So to summarise, I owe more on my mortgage, my work shares have tanked, my AVC balance is not great and my net worth is down. On the plus side though I have a lot more cash on reserve at a very low interest rate that gives me scope to do something useful with. I have finally diversified, even if there is still plenty of work to do on that front. I’ve made the decision to not overpay my mortgage as much but instead to put more into my AVC fund. The index trackers I’ve got are doing well and hopefully demonstrating that I’ve made a good decision with my finances. So I’m going to try and take the positives from what could be a very depressing update. Yes the figures are pants, but I’ve finally got my finger out and made some decisions about my money. Whether they are the right decisions remains to be seen, but as always taking action is a good thing. Action conquers fear as they say, so here’s hoping I’ve made some good choices and I’ll start to reap the rewards moving forward.

My First Net Worth of 2020

That’s us well into 2020 now, so time to see how my figures are looking for the first month of the year.As always last month’s figures are in brackets for comparison. I break down my figures to both include and exclude my house equity. The latter figure is to show how I’m doing in my quest to reach mortgage neutrality.

Debts

Mortgage £80,767.87 (£81,415.99) 

Assets

Cash £14,988.95 (£15,248.10)

Money in share save £15,304 (£14,804)

AVC’s £5,175.36 (£5,055.46)

Shares £33,554.66 (£36,932.81)

House £250,000 (£250,000) 

Total Assets £319,022.97 (£322,040.37)

Net Worth including house equity

£319,022.97 – £80,767.87 = £238,255.10 (£240,624.38) 

Net Worth excluding house equity

£69,022.97 – £80,767.87 = -£11,744.90 (-£9,375.62)

Slightly depressing to see things going back the way. Although actually, when I look at the figures properly it’s really “just” the shares that are letting the side down. Slightly less cash, but hardly anything to speak of. Considering that I had two much larger than normal credit card bills to pay, with Christmas and a couple of trips away for this year to pay for, that’s really rather encouraging. Slightly helped by a couple of hundred pounds for a forced sale of some old work shares. That’s just sitting there in my current account just now waiting for me to have enough for the minimum lump sum payment to my index trackers.

The share save balance has gone up again. One of the schemes has finished now and the money is just there waiting for me to give my instruction to buy and immediately sell to take the profit. I’m waiting rather optimistically for the share price to go up a bit to optimise my profit. Once I’ve done that the money will be going straight into my Vanguard Index trackers.

My AVC’s balance is pitifully low, so just today I’ve increased my monthly contribution to that. Looking at my budgets I don’t have any spare money left over to put more into AVC’s, but I’m working on the philosophy that I always have money left over at the end of the month, so I’ll manage somehow. I’m due a pay rise in April which is what I was hoping to use to put towards my pension. They’ve announced that it’s going to be a flat percentage rise irrespective of performance, which is not how it’s normally handled. Not exactly providing an incentive to go the extra mile. It doesn’t bode well for the bonus either. The pay rise is going to be tiny, but at least it will go towards the extra I’m going to put to my AVC’s.

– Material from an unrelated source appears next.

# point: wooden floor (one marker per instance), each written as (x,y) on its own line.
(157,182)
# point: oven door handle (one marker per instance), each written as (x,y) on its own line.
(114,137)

I’m trying not to get too downhearted about the figures looking worse for this month than last. I need to remember that it’s the big picture that’s important, not the month to month fluctuations. I am definitely going in the right direction, albeit maybe just not quite as quickly as I would like.

Maybe it’s worth a quick look at how I’m doing compared to this time last year. That’s me been recording my net worth for a whole year now, so it will be interesting to see how I’m getting on. So this time the figures in brackets will be from January 2019.

Debts

Mortgage £80,767.87 (£89,432.06) 

Assets

Cash £14,988.95 (£15,404.81)

Money in share save £15,304 (£9,304)

AVC’s £5,175.36 (£3,278.05)

Shares £33,554.66 (£31,206.67)

House £250,000 (£228,000) 

Total Assets £319,022.97 (£287,193.53)

Net Worth including house equity

£319,022.97 – £80,767.87 = £238,255.10 (£197,761.47) 

Net Worth excluding house equity

£69,022.97 – £80,767.87 = -£11,744.90 (-£30,238.53)

So suddenly I don’t feel quite so bad about my figures. I can see that I am definitely making some progress. If I was just starting out then I would feel fabulous about these figures. As it is, I keep getting frustrated with how long it’s going to take me to reach FIRE. Now saying that, there is one big figure missing from my net worth. My defined benefit pension is going to pay me out £10K a year if I can stick it out until I’m 60. That’s only just over ten years away. So I’m only really needing to bridge the gap between that £10K a year and what I need for a decent life.

Retiring at sixty is definitely possible, whereas before that was just a pipe dream. I would love to stop working at 55, but I just can’t seem to make the figures work for that. I guess if I sold up and bought somewhere smaller for cash then it starts to seem a bit more realistic. Realistically though I will probably still have kids at home at that point, for at least part of the year.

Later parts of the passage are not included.